An anonymous reader writes: Dutch IT security expert Sijmen Ruwhof has found a pretty big blunder on the part of Danske Bank, Denmark's biggest bank, which exposed sensitive user session information in the form of an encoded data dump, in their banking portal's JavaScript files. The data contained client IP addresses, user agent strings, cookie information, details about the bank's internal IT network, and more. He contacted the bank, who fixed the issue, but later denied it ever happened.

3 of 41 comments (clear)

  1. They didn't deny it happened, just that it was bad by xxxJonBoyxxx · · Score: 4, Insightful

    From TFA, the bank wrote "We investigated your report immediately. However, the data you saw was not real customer sessions or data – just some debug information. Our developers corrected this later that day."

    Sounds like a lot of crying over nothing. The bank acknowledged and fixed the problem. Winning, right?

  2. These are not the Auth Cookies you are looking for by MnO-Raphael · · Score: 5, Interesting

    The researcher didn't actually test if he could hijack a session.

    If he had tried he would see that the cookies in question are not authentication cookies used by the bank. The cookies in question are described as 'statistical' cookies on http://www.danskebank.com/en-u...

    I'm really amazed about the publicity one single blogger can get with such undocumented claims.

  3. False Alarm by m2pc · · Score: 3, Interesting
    The part where they wrote that the "HTTP_CLIENTIP" variable was apparently someone else's (another bank customer's) IP seems incorrect.

    Analyzing the data I saw something strange. My own IP address wasn’t listed in variable HTTP_CLIENTIP and this listed address was also not an internal server IP address. When I translated IP address 80.166.145.257 to the corresponding fully qualified domain name, the result I got was 80-166-145-257-static.dk.customer.tdc.net. Notice the .dk in the result? That means it’s an IP address from Denmark. I live in The Netherlands myself. That probably means that the IP address I’m seeing is from a web site visitor, and very likely a customer of Danske Bank. If I refreshed the login screen again, I would get to see a different set of data, from another customer. I repeated that a few times and got back different records each time. This observation is very interesting, but then again: very alarming.

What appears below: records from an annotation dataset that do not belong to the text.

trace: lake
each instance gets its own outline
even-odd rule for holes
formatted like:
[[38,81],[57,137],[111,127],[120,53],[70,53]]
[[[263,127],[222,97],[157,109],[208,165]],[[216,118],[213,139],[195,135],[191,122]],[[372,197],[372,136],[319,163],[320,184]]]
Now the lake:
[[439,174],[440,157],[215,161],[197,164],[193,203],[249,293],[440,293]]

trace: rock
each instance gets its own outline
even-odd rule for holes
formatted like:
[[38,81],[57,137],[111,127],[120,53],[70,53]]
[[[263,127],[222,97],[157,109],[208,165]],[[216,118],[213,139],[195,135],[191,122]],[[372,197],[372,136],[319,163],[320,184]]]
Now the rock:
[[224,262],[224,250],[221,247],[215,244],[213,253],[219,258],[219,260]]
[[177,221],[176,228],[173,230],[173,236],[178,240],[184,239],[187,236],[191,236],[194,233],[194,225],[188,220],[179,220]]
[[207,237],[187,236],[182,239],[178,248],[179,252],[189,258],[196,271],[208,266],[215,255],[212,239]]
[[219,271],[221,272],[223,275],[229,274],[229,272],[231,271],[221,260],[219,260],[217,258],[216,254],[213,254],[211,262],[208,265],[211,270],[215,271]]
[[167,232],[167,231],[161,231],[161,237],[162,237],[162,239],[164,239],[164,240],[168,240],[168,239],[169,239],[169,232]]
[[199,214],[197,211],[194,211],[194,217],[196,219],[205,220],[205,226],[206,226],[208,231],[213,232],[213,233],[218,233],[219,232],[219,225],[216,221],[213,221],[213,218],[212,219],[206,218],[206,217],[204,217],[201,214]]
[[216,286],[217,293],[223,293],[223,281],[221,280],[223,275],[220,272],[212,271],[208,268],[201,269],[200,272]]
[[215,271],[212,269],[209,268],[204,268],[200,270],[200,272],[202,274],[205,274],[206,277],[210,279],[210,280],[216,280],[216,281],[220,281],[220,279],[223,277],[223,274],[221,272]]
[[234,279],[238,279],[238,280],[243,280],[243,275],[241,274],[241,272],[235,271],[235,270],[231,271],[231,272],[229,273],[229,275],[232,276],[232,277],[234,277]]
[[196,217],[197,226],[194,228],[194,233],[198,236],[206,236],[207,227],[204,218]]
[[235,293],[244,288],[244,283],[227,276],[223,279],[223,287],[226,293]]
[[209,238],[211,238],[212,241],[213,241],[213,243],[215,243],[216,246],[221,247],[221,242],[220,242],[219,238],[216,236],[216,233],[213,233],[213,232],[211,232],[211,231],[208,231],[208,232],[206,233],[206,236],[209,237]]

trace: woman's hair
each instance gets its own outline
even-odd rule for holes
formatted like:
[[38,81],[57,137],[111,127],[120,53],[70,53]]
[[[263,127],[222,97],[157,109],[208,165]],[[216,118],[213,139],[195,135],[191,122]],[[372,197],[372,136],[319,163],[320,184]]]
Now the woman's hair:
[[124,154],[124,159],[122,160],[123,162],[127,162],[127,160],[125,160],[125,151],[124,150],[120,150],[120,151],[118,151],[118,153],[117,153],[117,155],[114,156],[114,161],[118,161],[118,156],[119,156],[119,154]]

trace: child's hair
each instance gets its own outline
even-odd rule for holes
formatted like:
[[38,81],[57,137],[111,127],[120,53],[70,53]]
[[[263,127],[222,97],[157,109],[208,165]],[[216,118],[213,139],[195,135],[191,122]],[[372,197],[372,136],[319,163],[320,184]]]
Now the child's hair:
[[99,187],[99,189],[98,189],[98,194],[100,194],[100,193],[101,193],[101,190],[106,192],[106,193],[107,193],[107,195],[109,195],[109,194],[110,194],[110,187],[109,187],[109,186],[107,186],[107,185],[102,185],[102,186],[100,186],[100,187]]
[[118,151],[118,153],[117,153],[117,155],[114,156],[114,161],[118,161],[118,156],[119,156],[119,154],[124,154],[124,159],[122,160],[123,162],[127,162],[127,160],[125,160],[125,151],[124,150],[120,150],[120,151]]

    Most likely this was simply their IP address or the IP address of some networking hardware or proxy downstream from them and the only reason it changed between refreshes was that it was a dynamic IP.

    Simply dumping the contents of the $_SERVER variable in PHP could yield a screen full of variables like this. Many of these name/value pairs are also present in the HTTP headers that are exchanged between the client and server.